NEW YORK, January 9, 2019 (Newswire.com) - Controversial technology company, Premonition has filed a patent on a technology it claims allows it to store and analyze “anything.” Semantic databases are not new – they’re technology first developed by the United States Air Force in the mid-1970s, but have since gained little traction. The idea is simple – users can store not only data items, but also the relationships between pieces of data. The systems are also capable of storing the meaning behind data, enabling complex queries looking for specific relationships, people exhibiting certain behaviors, or unusual interactions. They’re complicated and often confined to theory due to this complexity. It’s that which Premonition claim to have solved. They claim to have produced a “Model for everything” that has unprecedented simplicity.
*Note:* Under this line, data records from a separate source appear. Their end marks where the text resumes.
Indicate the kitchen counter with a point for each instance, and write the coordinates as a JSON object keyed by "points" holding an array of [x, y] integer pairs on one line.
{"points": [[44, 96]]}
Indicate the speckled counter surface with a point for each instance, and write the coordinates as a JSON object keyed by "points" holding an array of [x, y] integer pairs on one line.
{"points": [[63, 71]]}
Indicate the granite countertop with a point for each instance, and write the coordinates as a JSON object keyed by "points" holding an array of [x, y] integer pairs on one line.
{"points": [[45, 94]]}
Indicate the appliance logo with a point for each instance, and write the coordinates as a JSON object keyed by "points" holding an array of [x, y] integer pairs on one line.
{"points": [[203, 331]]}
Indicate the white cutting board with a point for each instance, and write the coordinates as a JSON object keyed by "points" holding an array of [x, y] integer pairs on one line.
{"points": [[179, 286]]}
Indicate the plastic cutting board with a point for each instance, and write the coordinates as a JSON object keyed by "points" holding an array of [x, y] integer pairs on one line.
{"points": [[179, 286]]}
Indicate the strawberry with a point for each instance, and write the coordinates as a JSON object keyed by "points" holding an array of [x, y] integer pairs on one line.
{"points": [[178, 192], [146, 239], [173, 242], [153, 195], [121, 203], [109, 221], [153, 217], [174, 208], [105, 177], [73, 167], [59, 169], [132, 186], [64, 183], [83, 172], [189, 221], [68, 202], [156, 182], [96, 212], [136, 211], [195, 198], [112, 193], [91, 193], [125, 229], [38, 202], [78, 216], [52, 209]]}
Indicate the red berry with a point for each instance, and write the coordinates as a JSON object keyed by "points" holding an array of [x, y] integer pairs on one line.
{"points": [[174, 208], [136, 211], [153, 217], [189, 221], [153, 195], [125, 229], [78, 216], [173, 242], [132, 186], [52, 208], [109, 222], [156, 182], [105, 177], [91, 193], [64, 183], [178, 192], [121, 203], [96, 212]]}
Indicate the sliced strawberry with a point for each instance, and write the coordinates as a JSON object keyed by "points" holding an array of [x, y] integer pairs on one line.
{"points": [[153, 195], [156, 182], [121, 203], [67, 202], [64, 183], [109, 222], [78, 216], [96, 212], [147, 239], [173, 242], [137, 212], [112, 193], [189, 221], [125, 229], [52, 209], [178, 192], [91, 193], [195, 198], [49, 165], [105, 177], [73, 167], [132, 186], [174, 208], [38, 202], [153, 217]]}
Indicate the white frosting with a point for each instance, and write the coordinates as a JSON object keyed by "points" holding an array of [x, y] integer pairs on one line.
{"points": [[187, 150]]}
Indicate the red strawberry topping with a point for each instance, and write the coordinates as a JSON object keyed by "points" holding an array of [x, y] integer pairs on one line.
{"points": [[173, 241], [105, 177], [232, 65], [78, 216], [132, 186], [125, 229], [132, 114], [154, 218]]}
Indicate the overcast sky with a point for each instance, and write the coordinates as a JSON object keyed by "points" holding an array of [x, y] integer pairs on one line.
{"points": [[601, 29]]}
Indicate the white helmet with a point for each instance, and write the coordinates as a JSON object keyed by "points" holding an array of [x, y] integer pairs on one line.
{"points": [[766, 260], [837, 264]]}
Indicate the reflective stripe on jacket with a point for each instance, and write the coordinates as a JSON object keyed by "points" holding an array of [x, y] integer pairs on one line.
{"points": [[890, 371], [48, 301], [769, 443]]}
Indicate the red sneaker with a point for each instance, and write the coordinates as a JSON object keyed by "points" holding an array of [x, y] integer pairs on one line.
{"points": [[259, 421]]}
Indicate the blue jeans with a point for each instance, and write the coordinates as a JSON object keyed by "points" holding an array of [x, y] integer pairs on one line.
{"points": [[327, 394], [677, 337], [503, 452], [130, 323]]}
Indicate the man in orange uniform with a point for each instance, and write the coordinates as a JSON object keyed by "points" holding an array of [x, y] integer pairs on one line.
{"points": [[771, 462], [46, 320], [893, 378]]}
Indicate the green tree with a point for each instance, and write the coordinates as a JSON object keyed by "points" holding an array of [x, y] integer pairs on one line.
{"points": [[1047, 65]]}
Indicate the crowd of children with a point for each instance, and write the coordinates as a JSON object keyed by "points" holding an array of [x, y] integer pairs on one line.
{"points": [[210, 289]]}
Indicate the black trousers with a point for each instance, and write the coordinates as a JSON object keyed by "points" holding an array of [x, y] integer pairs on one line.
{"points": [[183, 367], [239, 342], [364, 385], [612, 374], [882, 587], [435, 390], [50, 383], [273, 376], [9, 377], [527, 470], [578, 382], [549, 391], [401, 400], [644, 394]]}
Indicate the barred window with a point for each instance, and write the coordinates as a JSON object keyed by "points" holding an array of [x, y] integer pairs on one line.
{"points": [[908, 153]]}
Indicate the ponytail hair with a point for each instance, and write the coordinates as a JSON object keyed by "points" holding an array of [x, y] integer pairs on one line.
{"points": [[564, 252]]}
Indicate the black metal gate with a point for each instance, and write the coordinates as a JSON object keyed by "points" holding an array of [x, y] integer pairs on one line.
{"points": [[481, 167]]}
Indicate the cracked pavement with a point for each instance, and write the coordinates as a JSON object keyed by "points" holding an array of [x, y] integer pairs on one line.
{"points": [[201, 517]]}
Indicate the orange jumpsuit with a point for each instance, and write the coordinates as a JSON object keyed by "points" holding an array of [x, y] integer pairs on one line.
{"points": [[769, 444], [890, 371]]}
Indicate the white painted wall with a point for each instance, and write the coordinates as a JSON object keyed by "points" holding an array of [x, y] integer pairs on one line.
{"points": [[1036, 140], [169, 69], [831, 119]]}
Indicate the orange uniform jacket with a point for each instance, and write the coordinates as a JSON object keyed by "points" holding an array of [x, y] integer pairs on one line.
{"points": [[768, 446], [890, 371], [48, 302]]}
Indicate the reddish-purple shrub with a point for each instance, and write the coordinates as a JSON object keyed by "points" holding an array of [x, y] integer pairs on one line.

Premonition CTO, Marcelo Triana explained the invention arose from a need to solve their own problems. “Clients have been coming to us for a while now looking to explore rolling out Premonition solutions into completely unrelated areas. Each area required dozens of new tables and new sets of analytical tools. Toby [Unwin, Premonition’s Co-Founder] hates anything that’s not elegant and scalable, so we started to look for solutions.” Unwin and Triana realized that they could express any scenario or textual explanation using a maximum of just 5 database tables. The simplicity of the structure is far easier to implement than existing models, leading the pair to patent it on behalf of Premonition.
“Simplicity enables scale,” explains Unwin. “We can now enter a new industry in unheard of timeframes simply by mapping data to our existing structures. Since the layouts never need to be changed, we don’t need to develop and maintain different systems for different industries. It’s one tool to rule them all,” he enthused. Premonition launched in 2014 and claimed to hold “the World’s largest litigation database” just 2 years later. The firm has drawn controversy from its exposure of the role of relationships within the legal profession and the poor results it claims legal clients often receive from lawyers whose courtroom performance results are a dismal reflection of lofty reputations combined with even higher fees.
The company demonstrated it could apply its “perception/reality arbitrage” analytics in areas beyond law, such as discovering which lobbyists got which bills passed with committees, agencies, and politicians. The firm claims to have parlayed this expertise into consulting for government agencies and industry associations on the effect of various laws on litigation outcomes. A study claiming to predict future relative stock performance from litigation performance also caught the eye of the financial markets leading to inquiries from industries Unwin claims are as diverse as healthcare, government, and finance.
Hence the need for a singular data structure to enable rapid implementing of solutions for disparate industries. “It may sound nerdy,” says Triana, “but, to us, this is art.”